Dr Neil Gibson, a consultant in paediatric respiratory medicine at Glasgow’s royal hospital for sick children, wrote to the chair of the review as follows:

“The unit at the Royal Brompton Hospital from a paediatric respiratory point of view is truly one of the world’s leading centres with an already impressive track record…There is a significant potential for irreparable damage to be made to the only world class Paediatric Respiratory Research Unit in the United Kingdom.”

Professor J. Stuart Elborn, president of the European Cystic Fibrosis Society, wrote that

“high quality research is a key determinant of the ability of a centre such as the Royal Brompton to retain and recruit the world leading clinical and academic staff on whom its respiratory services depend. Adverse impact upon the ability of the clinical staff to carry out cutting-edge research will undermine the sustainability of the clinical services, to the detriment of its patients.”

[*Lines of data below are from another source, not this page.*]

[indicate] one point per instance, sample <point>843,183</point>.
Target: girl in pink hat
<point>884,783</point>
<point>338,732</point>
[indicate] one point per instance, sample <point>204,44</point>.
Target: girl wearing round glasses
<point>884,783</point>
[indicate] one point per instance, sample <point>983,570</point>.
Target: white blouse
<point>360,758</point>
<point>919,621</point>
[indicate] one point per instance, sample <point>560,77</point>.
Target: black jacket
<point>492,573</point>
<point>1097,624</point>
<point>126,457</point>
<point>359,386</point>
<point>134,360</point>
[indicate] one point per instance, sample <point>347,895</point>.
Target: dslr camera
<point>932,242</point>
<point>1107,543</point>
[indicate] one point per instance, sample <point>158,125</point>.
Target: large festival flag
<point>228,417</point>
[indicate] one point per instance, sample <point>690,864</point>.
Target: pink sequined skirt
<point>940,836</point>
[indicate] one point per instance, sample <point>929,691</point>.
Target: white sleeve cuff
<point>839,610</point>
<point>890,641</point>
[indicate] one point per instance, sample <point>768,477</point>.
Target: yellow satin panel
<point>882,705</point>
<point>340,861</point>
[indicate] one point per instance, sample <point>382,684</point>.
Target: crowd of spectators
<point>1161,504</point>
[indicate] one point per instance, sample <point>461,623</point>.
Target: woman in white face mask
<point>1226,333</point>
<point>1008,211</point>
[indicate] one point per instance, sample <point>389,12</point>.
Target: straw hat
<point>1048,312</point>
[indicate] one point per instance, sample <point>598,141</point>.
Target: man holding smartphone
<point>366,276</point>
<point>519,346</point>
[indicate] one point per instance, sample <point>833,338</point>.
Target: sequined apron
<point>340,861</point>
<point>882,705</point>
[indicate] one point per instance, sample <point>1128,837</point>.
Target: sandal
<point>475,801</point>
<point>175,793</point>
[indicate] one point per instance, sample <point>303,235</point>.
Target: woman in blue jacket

Asthma UK, the Cystic Fibrosis Trust, the Muscular Dystrophy Campaign, and the Primary Ciliary Dyskinesia Family Support Group wrote a joint letter to the chair of the committee, saying:

“We have explicitly mentioned respiratory research because it is an issue of fundamental importance to each of our charities because of the excellence of the Royal Brompton’s paediatric respiratory research and clinical trials programmes and the importance of that work for improving patient outcomes in the future.”

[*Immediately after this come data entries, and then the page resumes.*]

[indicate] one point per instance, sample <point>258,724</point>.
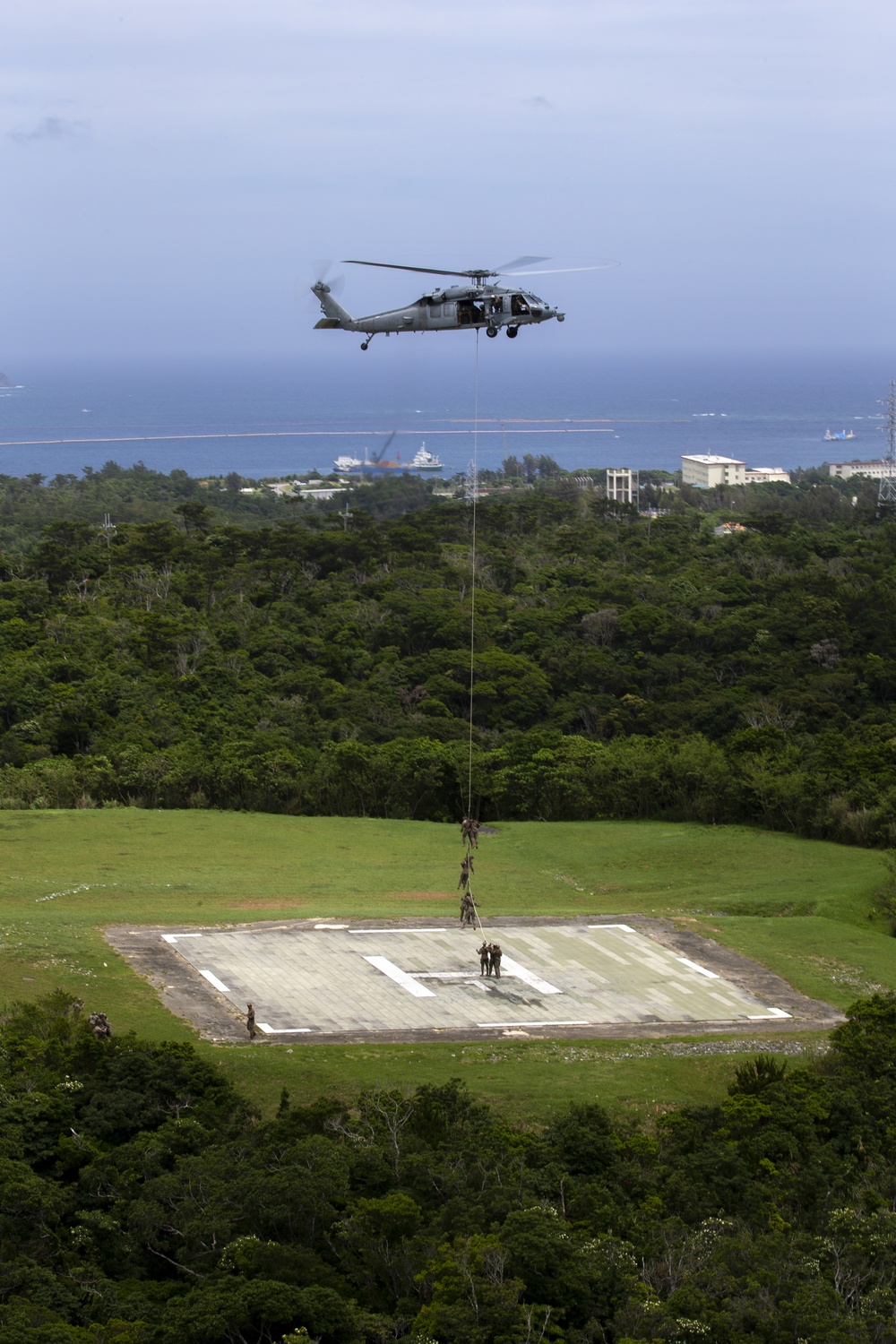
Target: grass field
<point>802,908</point>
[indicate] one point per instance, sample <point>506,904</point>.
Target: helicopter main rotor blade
<point>509,266</point>
<point>560,271</point>
<point>425,271</point>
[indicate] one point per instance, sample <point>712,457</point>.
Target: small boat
<point>425,461</point>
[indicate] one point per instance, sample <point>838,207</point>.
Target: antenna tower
<point>887,489</point>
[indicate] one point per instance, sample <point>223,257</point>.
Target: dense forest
<point>142,1202</point>
<point>225,650</point>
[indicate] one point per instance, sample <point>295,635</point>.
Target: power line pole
<point>887,489</point>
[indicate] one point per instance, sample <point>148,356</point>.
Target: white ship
<point>425,461</point>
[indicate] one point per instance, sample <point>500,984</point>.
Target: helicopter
<point>473,306</point>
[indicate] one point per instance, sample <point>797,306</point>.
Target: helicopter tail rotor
<point>322,273</point>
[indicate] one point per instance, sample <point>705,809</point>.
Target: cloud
<point>51,128</point>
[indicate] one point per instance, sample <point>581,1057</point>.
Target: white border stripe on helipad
<point>700,970</point>
<point>280,1031</point>
<point>397,930</point>
<point>533,1023</point>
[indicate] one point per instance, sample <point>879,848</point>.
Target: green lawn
<point>799,906</point>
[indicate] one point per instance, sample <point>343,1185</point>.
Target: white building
<point>622,484</point>
<point>707,470</point>
<point>856,468</point>
<point>761,475</point>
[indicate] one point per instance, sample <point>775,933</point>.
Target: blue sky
<point>172,168</point>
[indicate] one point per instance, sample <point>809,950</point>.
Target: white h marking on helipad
<point>401,978</point>
<point>214,980</point>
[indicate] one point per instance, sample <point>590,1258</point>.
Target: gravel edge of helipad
<point>185,994</point>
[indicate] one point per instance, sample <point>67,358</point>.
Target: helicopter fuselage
<point>452,308</point>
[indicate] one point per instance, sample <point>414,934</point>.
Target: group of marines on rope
<point>489,952</point>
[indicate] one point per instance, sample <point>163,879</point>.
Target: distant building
<point>707,470</point>
<point>761,475</point>
<point>325,494</point>
<point>622,486</point>
<point>729,529</point>
<point>845,470</point>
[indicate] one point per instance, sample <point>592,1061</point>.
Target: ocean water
<point>280,416</point>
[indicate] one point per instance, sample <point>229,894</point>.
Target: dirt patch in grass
<point>287,903</point>
<point>421,895</point>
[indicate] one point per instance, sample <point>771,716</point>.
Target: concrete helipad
<point>335,980</point>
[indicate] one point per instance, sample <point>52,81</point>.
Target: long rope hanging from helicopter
<point>476,303</point>
<point>470,823</point>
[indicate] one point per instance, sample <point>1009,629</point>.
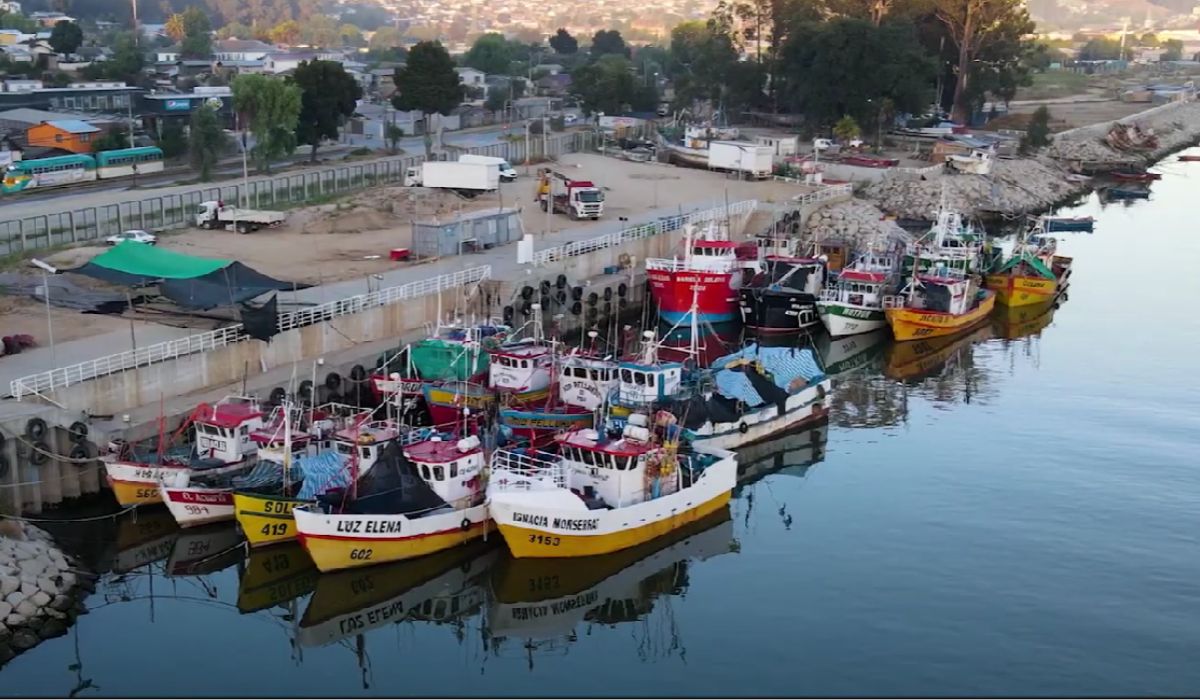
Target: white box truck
<point>754,160</point>
<point>508,173</point>
<point>216,215</point>
<point>467,179</point>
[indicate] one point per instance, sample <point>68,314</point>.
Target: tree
<point>235,30</point>
<point>207,141</point>
<point>270,108</point>
<point>849,66</point>
<point>328,96</point>
<point>111,141</point>
<point>1037,133</point>
<point>393,133</point>
<point>490,53</point>
<point>197,34</point>
<point>174,28</point>
<point>384,39</point>
<point>609,41</point>
<point>351,36</point>
<point>846,130</point>
<point>427,83</point>
<point>173,141</point>
<point>286,33</point>
<point>972,27</point>
<point>1174,51</point>
<point>321,30</point>
<point>563,42</point>
<point>606,85</point>
<point>66,37</point>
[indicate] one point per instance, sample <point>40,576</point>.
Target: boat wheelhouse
<point>601,495</point>
<point>943,301</point>
<point>855,301</point>
<point>705,277</point>
<point>783,297</point>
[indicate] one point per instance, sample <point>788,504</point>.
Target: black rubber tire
<point>78,431</point>
<point>35,429</point>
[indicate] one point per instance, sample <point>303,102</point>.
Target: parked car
<point>136,235</point>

Patients and staff at Royal Brompton are understandably deeply distressed at the prospect of losing their high-performing children’s heart unit, soon to be followed by their specialist respiratory services. They do not understand how such a decision can be made by bureaucrats who have never visited the hospital and have no specialist knowledge of the care provided there. They have written to their MPs and to the Secretary of State. Indeed, one resourceful mother brought the matter to the attention of the Prime Minister in Downing street last Thursday.

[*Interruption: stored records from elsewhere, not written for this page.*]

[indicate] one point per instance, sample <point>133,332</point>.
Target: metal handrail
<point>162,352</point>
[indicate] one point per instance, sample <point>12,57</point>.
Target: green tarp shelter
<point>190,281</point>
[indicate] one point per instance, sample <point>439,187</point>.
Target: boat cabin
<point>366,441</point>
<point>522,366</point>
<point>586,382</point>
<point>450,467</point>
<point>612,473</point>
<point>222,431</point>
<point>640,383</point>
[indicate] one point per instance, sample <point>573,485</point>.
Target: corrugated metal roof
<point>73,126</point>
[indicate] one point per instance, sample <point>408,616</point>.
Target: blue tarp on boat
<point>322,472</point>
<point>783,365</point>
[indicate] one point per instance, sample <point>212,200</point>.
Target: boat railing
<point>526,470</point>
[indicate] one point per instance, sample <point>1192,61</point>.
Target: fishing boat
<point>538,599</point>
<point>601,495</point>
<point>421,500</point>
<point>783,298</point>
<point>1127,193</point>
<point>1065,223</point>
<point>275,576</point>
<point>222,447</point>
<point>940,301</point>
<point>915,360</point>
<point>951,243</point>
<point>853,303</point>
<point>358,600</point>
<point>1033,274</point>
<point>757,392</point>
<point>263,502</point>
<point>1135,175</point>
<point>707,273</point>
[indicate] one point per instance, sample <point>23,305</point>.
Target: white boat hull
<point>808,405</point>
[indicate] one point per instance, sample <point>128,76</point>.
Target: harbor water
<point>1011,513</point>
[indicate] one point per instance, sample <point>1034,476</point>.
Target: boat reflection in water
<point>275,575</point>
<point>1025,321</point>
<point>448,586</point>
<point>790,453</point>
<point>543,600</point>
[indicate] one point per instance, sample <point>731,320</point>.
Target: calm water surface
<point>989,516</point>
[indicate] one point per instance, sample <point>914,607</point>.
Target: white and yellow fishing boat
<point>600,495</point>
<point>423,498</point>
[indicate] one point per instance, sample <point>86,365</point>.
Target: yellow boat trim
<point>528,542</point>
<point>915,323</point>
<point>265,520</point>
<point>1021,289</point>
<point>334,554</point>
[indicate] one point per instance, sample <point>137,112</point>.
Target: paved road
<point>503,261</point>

The Secretary of State for Health assures the parents of these seriously poorly children, and the dedicated teams that treat them, that this is a matter not for him, but for the NHS. For the sake of the thousands of children whose care will be damaged by the decision of Sir Neil McKay’s committee, the sake of the research programmes that will be destroyed, and the sake of common sense, I hope that the Minister of State will realise that the time has come for him to meet clinicians from the Royal Brompton and at least hear what they have to say. Perhaps he will be able to persuade them that destroying NHS services and research programmes that are viewed by international peers as among the best in the world is a good idea. I wish him luck in doing so.